Fewer wealthy individuals mean less private investment, reduced tax receipts and a growing perception that post-Brexit Britain is becoming a difficult place for high-net-worth residents to call home.

Expert view: More tax rises likely, but stability matters most

The exodus of the super-wealthy poses an uncomfortable question: can Britain afford to lose its richest residents, or is this the price of a fairer tax system? Experts predict she will be forced to explore alternative ways to raise revenue.

Arbinder Chatwal, Partner and Head of India Advisory Services at BDO UK, says the government’s economic challenges have narrowed Reeves’s options. “Since the 2024 Budget, spending cuts, tax receipts and economic growth have not materialised as the Chancellor had hoped,” he explains. “It now seems likely that to meet her ‘non-negotiable’ fiscal rules, Rachel Reeves will need to raise taxes.”

With income tax, national insurance and VAT politically untouchable, Chatwal expects a “smorgasbord” of other tax rises aimed at those deemed able to pay more. While speculation continues around a potential wealth tax, he believes such a move is unlikely given the high risk of driving wealthy individuals overseas. Instead, he anticipates increases in indirect taxes on wealth such as new higher council tax bands, curbs on capital gains relief for expensive homes or a levy on high-value property sales.

“A modest rise in CGT is also possible,” he says, noting that it could boost revenues ahead of the change without discouraging property sales afterward.
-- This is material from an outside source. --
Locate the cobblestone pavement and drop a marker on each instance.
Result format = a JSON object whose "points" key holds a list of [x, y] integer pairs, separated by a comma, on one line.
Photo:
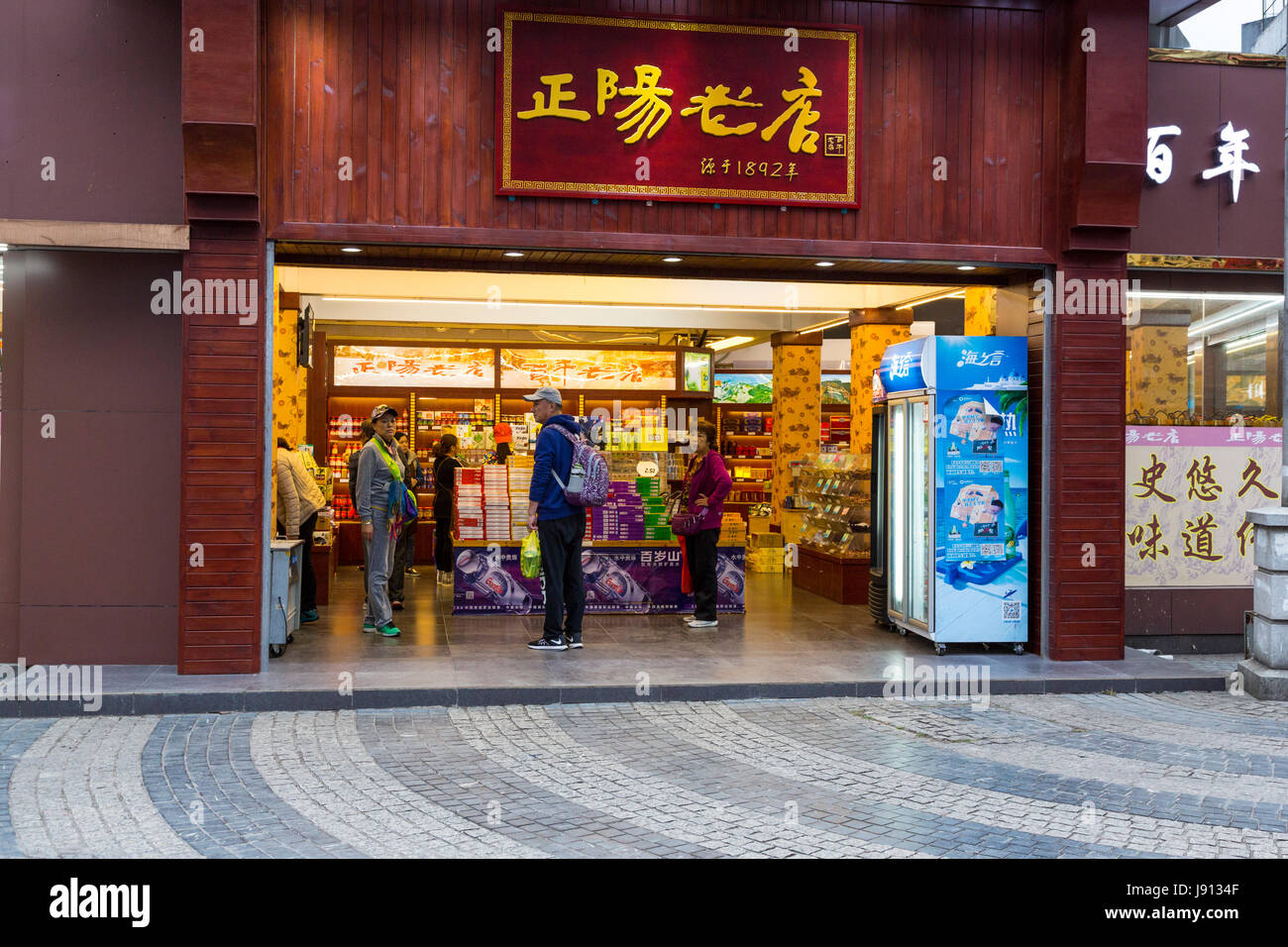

Reforms to inheritance tax may also be on the table, particularly measures to limit the use of lifetime gifts to reduce estate size.

But above all, Chatwal argues that stability, not low taxes, is what internationally mobile individuals value most. A BDO survey found that policy certainty ranks higher than tax rates when choosing where to live. For that reason, he urges Reeves to publish a long-term personal tax roadmap, similar to the business roadmap released last year. “This would allow people to plan with confidence,” he says, “and encourage more wealth creators to invest, spend and pay their taxes here in the UK.”

Budget expectations and quiet pressures

With Labour government under pressure to restore credibility and prove that Britain’s finances are being handled with discipline and restraint, the Chancellor now faces the formidable challenge of sticking to the strict fiscal rules she set for herself. Markets are alert, voters are expectant, and political pressure is at its peak. The Chancellor is navigating one of the most delicate economic moments of her tenure.

So, what exactly can we expect from this Autumn Budget? It is expected to confirm substantial rises to the National Living Wage and Minimum Wage, part of the government’s push to give workers an immediate income boost amid persistent cost-of-living pressures. But for small businesses, rising cost to hire people is a massive challenge. However along with frozen rail fares, prescription charges and the preserved Triple Lock, the most striking move is a new surcharge on the wealthiest homeowners.

Behind the scenes, the Treasury has urged major banks to publicly endorse the Budget and to refrain from criticising the government, especially as Reeves appears set to spare the sector from a long-feared tax raid.

Reeves has also privately warned business leaders that failing to support the government risks boosting Nigel Farage’s Reform UK. Could this amount to soft coercion; encouraging public endorsements in exchange for gentler treatment at budget time?